The claimant, Dreymoor Fertilisers Overseas PTE Ltd (Dreymoor), had sought to challenge under the English Arbitration Act 1996 (the Act) the jurisdiction of two tribunals in separate LCIA and ICC arbitrations initiated by the defendant Eurochem Trading GMBH (ECTG). The case involved multiple contracts and complex relationships – including some alleged bribery. Dreymoor argued that:
1. the LCIA arbitration clause only covered breaches of the relevant sales contracts, and did not extend to bribery allegations (whether framed in contract or tort) which were the foundation of ECTG’s claims – a challenge under s67(1)(a) of the Act; and
2. the ICC arbitration agreements did not cover claims in relation to Dreymoor at all, and accordingly there was no agreement to arbitrate – a challenge under s32 of the Act.

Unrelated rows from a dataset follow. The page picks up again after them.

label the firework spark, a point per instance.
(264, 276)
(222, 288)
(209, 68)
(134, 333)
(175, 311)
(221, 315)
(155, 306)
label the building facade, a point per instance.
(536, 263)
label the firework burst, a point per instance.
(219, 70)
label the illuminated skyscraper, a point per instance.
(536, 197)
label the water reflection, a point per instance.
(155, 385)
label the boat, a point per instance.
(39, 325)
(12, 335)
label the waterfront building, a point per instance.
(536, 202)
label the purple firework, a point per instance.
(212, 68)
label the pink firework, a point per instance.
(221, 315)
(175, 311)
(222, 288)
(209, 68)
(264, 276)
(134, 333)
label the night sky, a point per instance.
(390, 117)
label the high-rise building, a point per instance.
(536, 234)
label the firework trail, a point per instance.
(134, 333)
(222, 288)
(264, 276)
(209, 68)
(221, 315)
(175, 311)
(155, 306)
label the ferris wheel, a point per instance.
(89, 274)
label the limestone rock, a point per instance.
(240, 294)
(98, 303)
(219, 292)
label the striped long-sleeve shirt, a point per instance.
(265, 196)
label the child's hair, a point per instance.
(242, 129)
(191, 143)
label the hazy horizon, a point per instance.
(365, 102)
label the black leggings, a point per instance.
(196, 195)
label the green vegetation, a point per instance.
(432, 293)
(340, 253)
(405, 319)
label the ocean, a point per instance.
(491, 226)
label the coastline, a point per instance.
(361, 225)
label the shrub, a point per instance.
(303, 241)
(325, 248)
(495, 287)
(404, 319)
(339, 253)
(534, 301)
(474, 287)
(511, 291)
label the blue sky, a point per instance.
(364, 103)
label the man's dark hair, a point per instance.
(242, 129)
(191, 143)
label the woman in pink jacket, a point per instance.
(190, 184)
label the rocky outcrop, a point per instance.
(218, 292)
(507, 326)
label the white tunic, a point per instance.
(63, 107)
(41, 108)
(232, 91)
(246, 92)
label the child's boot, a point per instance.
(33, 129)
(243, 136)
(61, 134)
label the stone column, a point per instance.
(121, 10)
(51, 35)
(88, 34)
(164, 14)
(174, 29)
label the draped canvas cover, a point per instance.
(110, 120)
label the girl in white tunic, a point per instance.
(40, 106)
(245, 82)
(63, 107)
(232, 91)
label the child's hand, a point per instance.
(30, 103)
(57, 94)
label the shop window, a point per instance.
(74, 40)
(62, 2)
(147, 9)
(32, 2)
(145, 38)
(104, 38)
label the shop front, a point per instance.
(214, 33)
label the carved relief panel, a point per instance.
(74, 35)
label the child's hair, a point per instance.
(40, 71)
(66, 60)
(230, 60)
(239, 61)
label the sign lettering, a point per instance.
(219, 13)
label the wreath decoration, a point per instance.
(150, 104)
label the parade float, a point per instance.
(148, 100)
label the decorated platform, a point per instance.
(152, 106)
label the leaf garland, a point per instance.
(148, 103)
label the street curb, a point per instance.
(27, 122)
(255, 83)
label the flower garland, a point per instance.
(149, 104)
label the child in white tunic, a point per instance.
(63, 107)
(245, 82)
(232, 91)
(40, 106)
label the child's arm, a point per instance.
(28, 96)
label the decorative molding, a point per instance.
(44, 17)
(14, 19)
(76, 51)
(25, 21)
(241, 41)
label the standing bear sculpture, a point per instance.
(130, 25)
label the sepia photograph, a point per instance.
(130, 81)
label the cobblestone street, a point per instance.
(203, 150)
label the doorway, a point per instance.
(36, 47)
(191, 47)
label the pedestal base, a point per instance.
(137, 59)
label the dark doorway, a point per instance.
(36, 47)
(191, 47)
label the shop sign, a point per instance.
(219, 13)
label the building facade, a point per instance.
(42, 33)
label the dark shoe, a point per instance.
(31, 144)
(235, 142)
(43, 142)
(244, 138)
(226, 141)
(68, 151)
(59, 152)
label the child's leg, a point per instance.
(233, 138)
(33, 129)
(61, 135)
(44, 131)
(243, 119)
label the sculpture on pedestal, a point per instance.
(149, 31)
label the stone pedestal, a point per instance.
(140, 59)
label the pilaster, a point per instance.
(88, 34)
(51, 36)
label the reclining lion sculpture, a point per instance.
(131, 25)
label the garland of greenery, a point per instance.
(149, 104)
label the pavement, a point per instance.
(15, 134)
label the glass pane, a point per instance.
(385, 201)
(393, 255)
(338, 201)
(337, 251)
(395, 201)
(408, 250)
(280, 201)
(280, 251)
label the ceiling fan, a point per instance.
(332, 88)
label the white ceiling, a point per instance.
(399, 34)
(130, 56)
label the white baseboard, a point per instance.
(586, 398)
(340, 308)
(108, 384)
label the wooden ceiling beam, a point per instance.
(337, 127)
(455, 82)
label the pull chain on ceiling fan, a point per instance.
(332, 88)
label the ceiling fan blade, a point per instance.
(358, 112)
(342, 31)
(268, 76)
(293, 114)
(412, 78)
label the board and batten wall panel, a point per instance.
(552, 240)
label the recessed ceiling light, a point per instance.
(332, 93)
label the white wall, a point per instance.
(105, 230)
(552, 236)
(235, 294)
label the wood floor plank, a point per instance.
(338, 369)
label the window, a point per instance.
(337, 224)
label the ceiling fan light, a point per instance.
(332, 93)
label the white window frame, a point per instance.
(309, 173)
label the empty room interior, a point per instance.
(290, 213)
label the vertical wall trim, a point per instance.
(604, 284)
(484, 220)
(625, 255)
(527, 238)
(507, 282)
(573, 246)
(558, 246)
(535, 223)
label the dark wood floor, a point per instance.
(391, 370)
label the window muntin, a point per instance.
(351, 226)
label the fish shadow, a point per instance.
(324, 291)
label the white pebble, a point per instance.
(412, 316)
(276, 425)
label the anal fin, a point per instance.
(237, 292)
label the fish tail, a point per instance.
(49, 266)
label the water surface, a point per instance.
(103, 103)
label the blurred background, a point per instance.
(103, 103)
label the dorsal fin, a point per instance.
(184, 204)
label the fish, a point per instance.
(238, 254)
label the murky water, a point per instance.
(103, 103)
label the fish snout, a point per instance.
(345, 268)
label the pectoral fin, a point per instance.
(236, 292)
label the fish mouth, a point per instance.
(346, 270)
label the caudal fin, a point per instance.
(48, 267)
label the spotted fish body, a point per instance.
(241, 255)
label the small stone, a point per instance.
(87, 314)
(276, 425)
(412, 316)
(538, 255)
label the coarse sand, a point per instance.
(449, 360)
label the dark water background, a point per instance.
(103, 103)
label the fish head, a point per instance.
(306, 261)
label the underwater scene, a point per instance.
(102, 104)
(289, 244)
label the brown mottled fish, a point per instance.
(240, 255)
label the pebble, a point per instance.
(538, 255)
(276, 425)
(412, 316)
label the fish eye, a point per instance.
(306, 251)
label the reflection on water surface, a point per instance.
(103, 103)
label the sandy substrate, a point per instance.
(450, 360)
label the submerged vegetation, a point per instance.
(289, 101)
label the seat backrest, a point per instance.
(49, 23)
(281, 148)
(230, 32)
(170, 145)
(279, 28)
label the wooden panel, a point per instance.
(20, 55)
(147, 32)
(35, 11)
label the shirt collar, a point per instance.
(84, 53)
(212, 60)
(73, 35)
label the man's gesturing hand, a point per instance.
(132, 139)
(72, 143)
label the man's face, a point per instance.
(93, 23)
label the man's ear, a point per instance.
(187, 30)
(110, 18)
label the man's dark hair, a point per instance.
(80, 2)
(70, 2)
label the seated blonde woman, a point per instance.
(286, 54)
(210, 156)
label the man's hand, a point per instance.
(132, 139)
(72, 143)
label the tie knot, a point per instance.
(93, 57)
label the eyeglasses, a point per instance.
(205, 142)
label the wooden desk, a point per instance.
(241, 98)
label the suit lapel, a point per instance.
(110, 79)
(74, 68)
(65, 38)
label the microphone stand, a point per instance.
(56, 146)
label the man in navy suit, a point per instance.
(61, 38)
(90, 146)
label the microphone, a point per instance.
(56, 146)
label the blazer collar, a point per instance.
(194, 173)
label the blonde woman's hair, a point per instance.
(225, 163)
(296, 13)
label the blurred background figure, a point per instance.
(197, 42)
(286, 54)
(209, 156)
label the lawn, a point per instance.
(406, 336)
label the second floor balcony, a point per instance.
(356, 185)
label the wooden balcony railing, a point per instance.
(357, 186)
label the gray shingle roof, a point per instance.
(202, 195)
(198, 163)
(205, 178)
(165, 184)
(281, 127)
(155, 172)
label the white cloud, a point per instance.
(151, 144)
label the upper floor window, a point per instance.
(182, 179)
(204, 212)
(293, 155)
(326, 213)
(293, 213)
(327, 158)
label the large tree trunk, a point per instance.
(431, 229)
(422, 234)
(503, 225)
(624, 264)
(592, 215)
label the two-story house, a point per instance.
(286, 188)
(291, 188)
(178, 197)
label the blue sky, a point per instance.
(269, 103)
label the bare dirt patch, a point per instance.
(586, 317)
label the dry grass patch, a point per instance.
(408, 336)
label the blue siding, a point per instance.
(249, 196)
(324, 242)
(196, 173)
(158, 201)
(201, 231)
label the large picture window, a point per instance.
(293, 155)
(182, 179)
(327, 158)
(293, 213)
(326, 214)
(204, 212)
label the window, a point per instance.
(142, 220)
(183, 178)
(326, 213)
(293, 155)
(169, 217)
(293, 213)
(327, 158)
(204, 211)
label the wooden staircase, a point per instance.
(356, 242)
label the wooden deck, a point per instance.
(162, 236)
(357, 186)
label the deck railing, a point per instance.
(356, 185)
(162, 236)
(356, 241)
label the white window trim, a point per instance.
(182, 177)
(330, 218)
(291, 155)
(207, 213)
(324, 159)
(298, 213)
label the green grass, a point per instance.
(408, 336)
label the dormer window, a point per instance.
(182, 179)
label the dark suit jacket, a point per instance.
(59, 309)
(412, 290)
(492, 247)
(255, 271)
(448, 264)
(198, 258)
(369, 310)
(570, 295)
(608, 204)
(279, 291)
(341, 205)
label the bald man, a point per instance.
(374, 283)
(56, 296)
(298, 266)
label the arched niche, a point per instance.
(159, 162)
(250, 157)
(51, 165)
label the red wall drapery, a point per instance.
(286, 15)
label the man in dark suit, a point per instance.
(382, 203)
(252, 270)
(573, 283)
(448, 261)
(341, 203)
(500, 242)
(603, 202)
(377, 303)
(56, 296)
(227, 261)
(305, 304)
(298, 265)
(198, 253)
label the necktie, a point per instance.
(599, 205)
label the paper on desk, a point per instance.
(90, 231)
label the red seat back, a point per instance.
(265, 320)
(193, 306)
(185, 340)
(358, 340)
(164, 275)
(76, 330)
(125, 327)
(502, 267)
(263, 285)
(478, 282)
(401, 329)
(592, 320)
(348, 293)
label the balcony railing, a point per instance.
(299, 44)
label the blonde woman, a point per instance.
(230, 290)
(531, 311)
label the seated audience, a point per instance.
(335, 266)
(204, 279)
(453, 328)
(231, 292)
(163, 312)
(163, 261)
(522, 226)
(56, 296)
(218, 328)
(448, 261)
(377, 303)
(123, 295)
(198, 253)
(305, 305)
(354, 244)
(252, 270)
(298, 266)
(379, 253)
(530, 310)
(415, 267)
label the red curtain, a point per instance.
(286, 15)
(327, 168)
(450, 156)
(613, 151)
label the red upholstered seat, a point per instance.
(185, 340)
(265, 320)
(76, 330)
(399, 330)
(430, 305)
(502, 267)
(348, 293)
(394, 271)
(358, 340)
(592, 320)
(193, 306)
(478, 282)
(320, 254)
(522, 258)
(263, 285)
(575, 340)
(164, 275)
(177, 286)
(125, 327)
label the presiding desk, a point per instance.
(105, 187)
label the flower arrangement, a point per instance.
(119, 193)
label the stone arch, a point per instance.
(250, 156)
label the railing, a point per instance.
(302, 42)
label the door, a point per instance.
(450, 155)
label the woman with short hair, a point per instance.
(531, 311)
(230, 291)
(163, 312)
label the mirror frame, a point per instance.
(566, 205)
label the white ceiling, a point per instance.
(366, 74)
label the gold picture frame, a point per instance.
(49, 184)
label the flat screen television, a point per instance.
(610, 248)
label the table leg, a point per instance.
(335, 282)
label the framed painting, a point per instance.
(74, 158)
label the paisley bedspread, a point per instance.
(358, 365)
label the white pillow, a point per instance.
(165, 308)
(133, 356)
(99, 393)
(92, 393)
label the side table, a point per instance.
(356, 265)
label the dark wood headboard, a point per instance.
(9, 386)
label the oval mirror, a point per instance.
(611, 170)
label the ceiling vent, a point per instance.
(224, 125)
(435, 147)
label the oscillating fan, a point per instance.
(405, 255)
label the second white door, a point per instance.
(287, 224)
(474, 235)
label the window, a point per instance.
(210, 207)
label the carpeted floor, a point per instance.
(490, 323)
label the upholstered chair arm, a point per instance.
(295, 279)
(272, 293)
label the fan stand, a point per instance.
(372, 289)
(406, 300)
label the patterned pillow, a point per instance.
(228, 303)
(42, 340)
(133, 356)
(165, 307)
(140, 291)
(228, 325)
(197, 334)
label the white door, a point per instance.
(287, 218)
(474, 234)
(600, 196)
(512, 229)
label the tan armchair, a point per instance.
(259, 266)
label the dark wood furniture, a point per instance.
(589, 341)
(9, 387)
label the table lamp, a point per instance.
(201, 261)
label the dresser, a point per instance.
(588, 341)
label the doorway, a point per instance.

Both arguments were rejected by the High Court. The Court took a “liberal or generous interpretation, avoiding narrow distinctions” when construing the LCIA arbitration clause, with the wording “any dispute or claim arising out of this contract” held to be wide enough to cover non-contractual claims such as bribery inducing entry into a contract. The Court also found that the very wide wording of the ICC arbitration clause meant that Dreymoor was a party, as this was the “governing intention” of the contract, notwithstanding that under the contract there was no provision for Dreymoor itself to appoint an arbitrator.